Vandals smashed glass at several kosher restaurants in Los Angeles over Shabbat
The Pico-Robertson neighborhood has been struck by antisemitic incidents in the past year

Shalom Grill and Sushiko, in the foreground, had boarded up their entrances after an attack on Aug. 19, 2023. Photo by Louis Keene
A series of apparent break-ins at kosher establishments in Los Angeles on Shabbat left the Jewish community searching for answers.
On Pico Boulevard, a street lined with Jewish institutions on the city’s Westside, at least five restaurants had their glass entrances smashed.
The view from inside Nagila Pizza, a kosher restaurant in LA that was broken into on Shabbat — probably early Saturday morning.
Burglars hit five kosher establishments — two more on this block and two across the street.

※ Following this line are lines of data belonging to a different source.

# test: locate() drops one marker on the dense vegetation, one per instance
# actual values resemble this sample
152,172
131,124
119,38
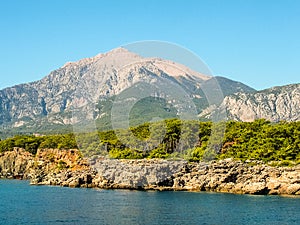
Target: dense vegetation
258,140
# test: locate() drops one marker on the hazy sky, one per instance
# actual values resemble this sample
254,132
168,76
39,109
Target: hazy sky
256,42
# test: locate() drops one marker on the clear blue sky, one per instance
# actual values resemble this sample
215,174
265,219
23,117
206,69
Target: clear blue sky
256,42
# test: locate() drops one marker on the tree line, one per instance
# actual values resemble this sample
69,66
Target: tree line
174,138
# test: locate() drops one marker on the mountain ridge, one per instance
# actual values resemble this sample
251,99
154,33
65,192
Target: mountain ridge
82,84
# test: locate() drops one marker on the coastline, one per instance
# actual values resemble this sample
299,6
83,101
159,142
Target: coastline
67,168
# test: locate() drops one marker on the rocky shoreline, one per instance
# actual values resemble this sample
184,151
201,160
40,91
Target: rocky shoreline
67,168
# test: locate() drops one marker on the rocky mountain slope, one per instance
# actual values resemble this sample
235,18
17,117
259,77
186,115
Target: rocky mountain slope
89,85
274,104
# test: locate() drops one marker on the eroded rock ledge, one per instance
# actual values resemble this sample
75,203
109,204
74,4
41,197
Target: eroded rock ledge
68,168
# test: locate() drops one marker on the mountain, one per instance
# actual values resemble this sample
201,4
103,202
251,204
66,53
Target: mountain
89,89
274,104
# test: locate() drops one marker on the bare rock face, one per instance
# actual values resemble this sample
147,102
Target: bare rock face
16,164
274,104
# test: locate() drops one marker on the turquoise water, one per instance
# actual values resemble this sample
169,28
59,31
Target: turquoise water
24,204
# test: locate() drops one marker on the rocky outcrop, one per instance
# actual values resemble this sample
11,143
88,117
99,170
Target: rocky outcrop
237,177
69,95
274,104
67,168
16,164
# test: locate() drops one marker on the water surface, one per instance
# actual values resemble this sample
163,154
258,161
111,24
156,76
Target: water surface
24,204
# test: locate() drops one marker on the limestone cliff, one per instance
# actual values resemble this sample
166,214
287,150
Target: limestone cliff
67,168
274,104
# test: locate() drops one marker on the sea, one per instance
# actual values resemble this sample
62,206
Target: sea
21,203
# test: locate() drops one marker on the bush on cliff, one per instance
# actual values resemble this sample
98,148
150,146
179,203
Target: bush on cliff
259,140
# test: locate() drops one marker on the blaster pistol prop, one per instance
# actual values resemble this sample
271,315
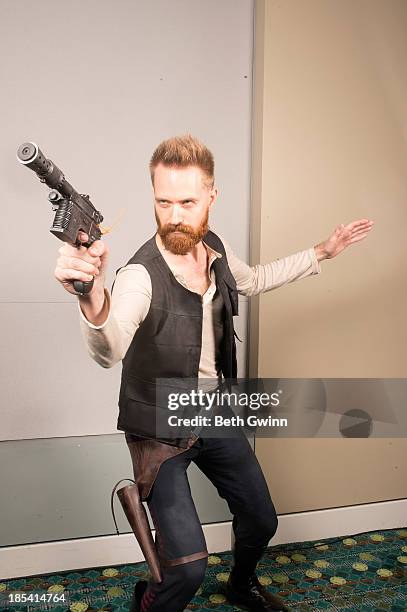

Pico-Robertson is home to hundreds of Jewish institutions. pic.twitter.com/4wibrTgeLR
— Louis Keene (@thislouis) August 20, 2023
The destruction, which was believed to have occurred early Saturday morning at around 5 a.m., rattled the largest Orthodox community on the West Coast.
It appeared that five of the targeted businesses were kosher restaurants: Nagila Pizza, Shanghai Diamond Garden, Shalom Grill, Sushiko and Fisherman’s Bowl.
In a statement posted to Instagram, the Jewish Federation of Greater Los Angeles said that per “our law enforcement partners, there are no indications of antisemitic motivations.”
The Los Angeles Police Department confirmed that five burglaries had occurred and said that officers arrived to the scene at 5:27 a.m. No suspects were present in the area at the time, public information officer Rosario Cervantes said.
Officers had responded late Friday afternoon to a burglary at a nonkosher restaurant about a half-mile away, on Robertson Boulevard. Cervantes said she did not have information as to whether that break-in was related to Saturday’s.
Ronit Feispor, who owns Sushiko, discovered the break-in at her restaurant while passing by on the way to prayer services Saturday morning. She said it was “at least” the tenth break-in since she opened Sushiko in the mid-2000s, and that law enforcement had never caught a culprit. Recently, she said, those break-ins have also targeted Shalom Grill, Sushiko’s next-door neighbor.
She said the burglars broke cabinets and tried to take money from the register. She estimated the total damages were “at least $6,000.”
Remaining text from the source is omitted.